Calculating a hash code for a large file in parallel

I would like to improve the performance of hashing large files, say for example in the tens of gigabytes in size.

Normally, you sequentially hash the bytes of the files using a hash function (say, for example SHA-256, although I will most likely use Skein, so hashing will be slower when compared to the time it takes to read the file from a [fast] SSD). Let's call this Method 1.

The idea is to hash multiple 1 MB blocks of the file in parallel on 8 CPUs and then hash the concatenated hashes into a single final hash. Let's call this Method 2.

A picture depicting this method follows:

I would like to know if this idea is sound and how much "security" is lost (in terms of collisions being more probable) vs doing a single hash over the span of the entire file.

For example:

Let's use the SHA-256 variant of SHA-2 and set the file size to 2^34=34,359,738,368 bytes. Therefore, using a simple single pass (Method 1), I would get a 256-bit hash for the entire file.

Compare this with:

Using the parallel hashing (i.e., Method 2), I would break the file into 32,768 blocks of 1 MB, hash those blocks using SHA-256 into 32,768 hashes of 256 bits (32 bytes), concatenate the hashes and do a final hash of the resultant concatenated 1,048,576 byte data set to get my final 256-bit hash for the entire file.

Is Method 2 any less secure than Method 1, in terms of collisions being more possible and/or probable? Perhaps I should rephrase this question as: Does Method 2 make it easier for an attacker to create a file that hashes to the same hash value as the original file, except of course for the trivial fact that a brute force attack would be cheaper since the hash can be calculated in parallel on N cpus?

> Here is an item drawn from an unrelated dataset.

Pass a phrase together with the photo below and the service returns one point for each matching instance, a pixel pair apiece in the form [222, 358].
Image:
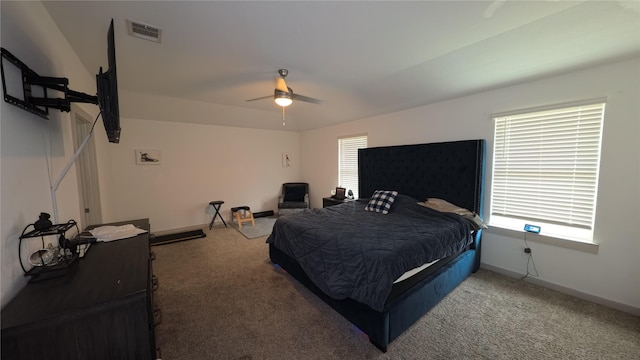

Update: I have just discovered that my construction in Method 2 is very similar to the notion of a hash list. However the Wikipedia article referenced by the link in the preceding sentence does not go into detail about a hash list's superiority or inferiority with regard to the chance of collisions as compared to Method 1, a plain old hashing of the file, when only the top hash of the hash list is us开发者_StackOverflow社区ed.

Block-based hashing (your method 2) is a well known technique that is used in practice:

• Hash tree, Merkle tree, Tiger tree hash
• eDonkey2000 file hash (single-level tree with ~9 MiB block size)

Just like what you're doing, these methods takes the list of block hashes and hashes that again, down to a single short hash. Since this is a well established practice, I would assume that it is as secure as sequential hashing.

Some modern hash designs allow them to be run in parallel. See An Efficient Parallel Algorithm for Skein Hash Functions. If you are willing to use a new (and hence less thoroughly tested) hash algorithm, this may give you the speed increase you want on a multi-processor machine.

Skein has reached the final stage of the NIST SHA-3 competition so it is not completely untested.

I think it would be significantly easier for an attacker to find a collision, because the time required to generate a hash is a function of the size of the data to hash. One of the great things about cryptographically secure hashes is that an attacker can't take your 100Gb file, find a spot they want to mutate, hash everything before and after that block, and then use those pre-computed values to quickly get the hash of the whole file after small/quick permutations to the bit their interested in. This is because theres an overlapping sliding window in the hashing algorithm.

In short, if you edit the middle of the file, you still need to hash the whole file to get the final checksum. Thus a 100Gb file takes a lot longer to find a collision in, than a 100byte file. The exception is when the edit is nonsense right at the end of the file, which is why that is so frequently seen for 'in-the-wild' in collision examples for large files.

However, if you break your original file up into blocks, the speed of an attack is now a function of the smallest block (or the size of the block you want to mutate). Since file size increases linearly with hashing time, a 100Gb file will take roughly 2000 seconds for each permutation/MD5, while a 1Mb block would allow an attacker to try 50 per second.

The solution would be to break your file up into overlapping chunks, then MD5 those chunks individually. The resultant hash would be a concatenation of the hashes in both start-to-end order, and end-to-start. Now finding a collision requires the whole file to be hashed - albeit in a parallelized way.